Introduction Adults with congenital heart disease may be cyanotic either from unrepaired cyanotic conditions, or due to the failure of palliative procedures to completely separate the systemic and pulmonary circulations. Clinicians should be aware of the multisystem manifestations of chronic cyanosis.
Chronic hypoxaemia leads to a physiological rise in haemoglobin and red cell mass, causing secondary erythrocytosis. Management includes avoidance of routine venesection, ensuring adequate hydration and avoiding iron deficiency. Complete iron studies should be carried out regularly since the MCV is a poor determinant of iron deficiency.
Methodology The NORPAP database was created in 1993 and contains 2854 patients from Norwich and Papworth. Patients with cyanotic heart conditions were extracted from the database and the prevalence of the following complications were sought from electronic letters: hyperviscosity symptoms, acne, gout, bleeding/haemoptysis, thromboembolism, brain abscess, stroke, endocarditis, renal dysfunction and gallstones (Table 1).
In addition the management of erythrocytosis was assessed as satisfactory vs not satisfactory based on the following criteria annual FBC and complete iron studies including iron supplementation if indicated, and avoidance of routine venesection.
Results 102/2854 (3.5%) had cyanosis. PAH-CHD present in 70/102 (68.6%). F:M 1.76:1. Age range 21–81, mean 39, median 38. Death occurred in 26/102 (25.4%). Mean age at death 45, median 42. Cause of death Cardiac/PAH: 12/26, non-cardiac: 5/26, unknown: 9/26. In the Trisomy 21 group mean age at death 40, median 38.

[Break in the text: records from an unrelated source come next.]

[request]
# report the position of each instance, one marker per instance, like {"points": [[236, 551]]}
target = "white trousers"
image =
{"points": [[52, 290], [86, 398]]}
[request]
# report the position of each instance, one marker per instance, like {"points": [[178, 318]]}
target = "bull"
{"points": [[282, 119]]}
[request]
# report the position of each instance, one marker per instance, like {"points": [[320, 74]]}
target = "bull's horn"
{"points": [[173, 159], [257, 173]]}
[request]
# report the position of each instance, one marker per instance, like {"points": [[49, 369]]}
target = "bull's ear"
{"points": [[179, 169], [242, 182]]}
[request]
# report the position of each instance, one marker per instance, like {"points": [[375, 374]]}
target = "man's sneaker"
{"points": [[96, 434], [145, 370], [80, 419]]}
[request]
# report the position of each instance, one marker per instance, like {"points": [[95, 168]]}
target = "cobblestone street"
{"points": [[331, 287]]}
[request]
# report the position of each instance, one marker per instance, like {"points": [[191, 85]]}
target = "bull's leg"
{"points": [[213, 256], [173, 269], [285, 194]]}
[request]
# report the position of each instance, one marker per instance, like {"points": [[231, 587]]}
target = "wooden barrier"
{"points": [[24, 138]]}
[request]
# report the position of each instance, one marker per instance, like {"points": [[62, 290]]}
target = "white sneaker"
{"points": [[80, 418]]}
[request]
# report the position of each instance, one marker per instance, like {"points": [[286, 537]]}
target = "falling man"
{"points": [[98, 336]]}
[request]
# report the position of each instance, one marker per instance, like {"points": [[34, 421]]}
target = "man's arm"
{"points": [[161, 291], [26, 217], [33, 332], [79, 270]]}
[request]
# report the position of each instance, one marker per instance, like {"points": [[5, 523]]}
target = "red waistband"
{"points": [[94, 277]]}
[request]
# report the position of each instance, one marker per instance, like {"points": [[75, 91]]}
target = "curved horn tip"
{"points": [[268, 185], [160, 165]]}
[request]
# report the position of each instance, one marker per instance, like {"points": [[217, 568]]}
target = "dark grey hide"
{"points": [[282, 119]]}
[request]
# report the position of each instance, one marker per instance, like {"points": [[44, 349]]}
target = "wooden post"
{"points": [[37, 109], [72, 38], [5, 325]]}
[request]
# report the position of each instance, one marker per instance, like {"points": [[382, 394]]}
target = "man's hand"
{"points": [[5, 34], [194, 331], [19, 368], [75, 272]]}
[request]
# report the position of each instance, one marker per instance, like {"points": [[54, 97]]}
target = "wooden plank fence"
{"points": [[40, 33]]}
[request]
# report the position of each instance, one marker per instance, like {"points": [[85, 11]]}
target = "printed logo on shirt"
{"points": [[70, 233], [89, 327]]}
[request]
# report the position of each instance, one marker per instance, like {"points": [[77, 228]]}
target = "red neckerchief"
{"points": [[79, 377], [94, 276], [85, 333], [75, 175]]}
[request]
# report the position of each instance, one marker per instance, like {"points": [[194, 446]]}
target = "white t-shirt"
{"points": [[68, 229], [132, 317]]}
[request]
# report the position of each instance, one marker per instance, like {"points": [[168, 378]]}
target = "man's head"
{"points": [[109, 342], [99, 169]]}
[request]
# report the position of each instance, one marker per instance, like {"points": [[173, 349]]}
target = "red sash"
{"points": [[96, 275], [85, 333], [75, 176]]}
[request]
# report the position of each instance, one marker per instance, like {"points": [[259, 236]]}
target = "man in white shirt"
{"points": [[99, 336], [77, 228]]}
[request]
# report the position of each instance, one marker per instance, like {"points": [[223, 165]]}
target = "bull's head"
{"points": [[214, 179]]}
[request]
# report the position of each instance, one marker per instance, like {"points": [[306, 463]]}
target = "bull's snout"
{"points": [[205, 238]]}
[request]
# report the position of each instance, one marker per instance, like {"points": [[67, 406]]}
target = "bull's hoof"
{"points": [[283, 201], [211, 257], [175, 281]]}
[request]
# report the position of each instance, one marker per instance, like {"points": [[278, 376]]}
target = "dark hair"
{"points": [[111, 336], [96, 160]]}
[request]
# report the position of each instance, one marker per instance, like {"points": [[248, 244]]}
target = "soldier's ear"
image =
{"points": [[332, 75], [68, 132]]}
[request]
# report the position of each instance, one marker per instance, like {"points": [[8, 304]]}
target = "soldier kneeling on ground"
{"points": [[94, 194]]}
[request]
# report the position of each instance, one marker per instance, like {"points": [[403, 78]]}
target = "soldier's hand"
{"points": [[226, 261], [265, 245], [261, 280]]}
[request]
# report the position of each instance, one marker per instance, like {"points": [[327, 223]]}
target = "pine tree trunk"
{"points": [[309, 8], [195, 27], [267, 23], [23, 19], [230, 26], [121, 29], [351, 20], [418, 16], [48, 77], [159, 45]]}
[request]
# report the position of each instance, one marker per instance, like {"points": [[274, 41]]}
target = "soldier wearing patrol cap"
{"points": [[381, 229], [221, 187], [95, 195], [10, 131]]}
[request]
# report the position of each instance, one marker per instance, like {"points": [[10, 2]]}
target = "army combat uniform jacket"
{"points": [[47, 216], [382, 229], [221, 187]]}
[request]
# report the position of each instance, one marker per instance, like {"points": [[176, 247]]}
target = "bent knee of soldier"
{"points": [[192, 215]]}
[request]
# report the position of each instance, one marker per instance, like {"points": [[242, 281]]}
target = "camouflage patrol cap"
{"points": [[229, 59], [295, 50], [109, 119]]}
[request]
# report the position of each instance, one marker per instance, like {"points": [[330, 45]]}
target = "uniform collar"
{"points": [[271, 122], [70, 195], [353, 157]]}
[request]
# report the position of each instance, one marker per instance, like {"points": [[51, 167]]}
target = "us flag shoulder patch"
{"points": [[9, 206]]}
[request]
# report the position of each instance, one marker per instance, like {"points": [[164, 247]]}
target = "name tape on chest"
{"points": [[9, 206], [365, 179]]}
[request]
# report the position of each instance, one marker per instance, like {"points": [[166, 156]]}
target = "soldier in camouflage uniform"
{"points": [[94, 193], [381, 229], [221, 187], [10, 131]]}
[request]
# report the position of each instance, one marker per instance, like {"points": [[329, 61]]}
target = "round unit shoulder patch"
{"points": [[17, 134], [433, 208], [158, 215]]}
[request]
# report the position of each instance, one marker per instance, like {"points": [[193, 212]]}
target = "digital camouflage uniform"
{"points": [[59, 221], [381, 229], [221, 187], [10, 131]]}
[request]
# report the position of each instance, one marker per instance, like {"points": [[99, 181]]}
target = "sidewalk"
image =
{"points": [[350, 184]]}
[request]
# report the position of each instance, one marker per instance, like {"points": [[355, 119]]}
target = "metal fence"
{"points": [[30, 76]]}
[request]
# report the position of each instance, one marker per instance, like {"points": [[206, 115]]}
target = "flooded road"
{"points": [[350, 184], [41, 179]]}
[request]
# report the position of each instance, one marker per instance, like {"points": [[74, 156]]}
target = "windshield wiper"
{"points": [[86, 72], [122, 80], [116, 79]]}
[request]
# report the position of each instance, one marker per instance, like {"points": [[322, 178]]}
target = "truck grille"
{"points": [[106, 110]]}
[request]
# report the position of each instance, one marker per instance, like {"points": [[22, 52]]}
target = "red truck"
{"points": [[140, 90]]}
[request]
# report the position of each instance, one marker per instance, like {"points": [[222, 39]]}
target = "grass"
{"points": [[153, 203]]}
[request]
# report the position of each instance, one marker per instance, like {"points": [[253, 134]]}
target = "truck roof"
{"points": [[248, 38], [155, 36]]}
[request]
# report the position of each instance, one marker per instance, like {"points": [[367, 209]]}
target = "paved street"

Underlying condition is shown in Figure 1. One patient with VSD Eisenmenger Syndrome had concomitant ischaemic heart disease, complicated by retroperitoneal bleeding secondary to dual antiplatelet therapy and low molecular weight heparin.
Complete clinical information and blood results were available for 78/102 patients.
Erythrocytosis: 66/78 (84.6%) satisfactory, 12/78 (15.3%) not satisfactory. This was predominantly on account of no iron studies.
Conclusions An understanding of the multisystem manifestations of cyanotic conditions and avoidance of common pitfalls is paramount in the management of these complex patients. We follow the ESC/AHA guidelines on antibiotic prophylaxis against endocarditis in high risk groups. None of the documented cases were related to dental procedures.
Patients need careful assessment when considering anticoagulation given the balance of risk between bleeding and thromboembolism complications seen not infrequently in our population.
Gout and renal dysfunction are common and should be actively sought during routine clinical assessment. On review of the data from this observational study, a clinic proforma to include a checklist of symptoms to screen for, in addition to FBC, Iron Studies, Uric Acid, and U and Es has been developed.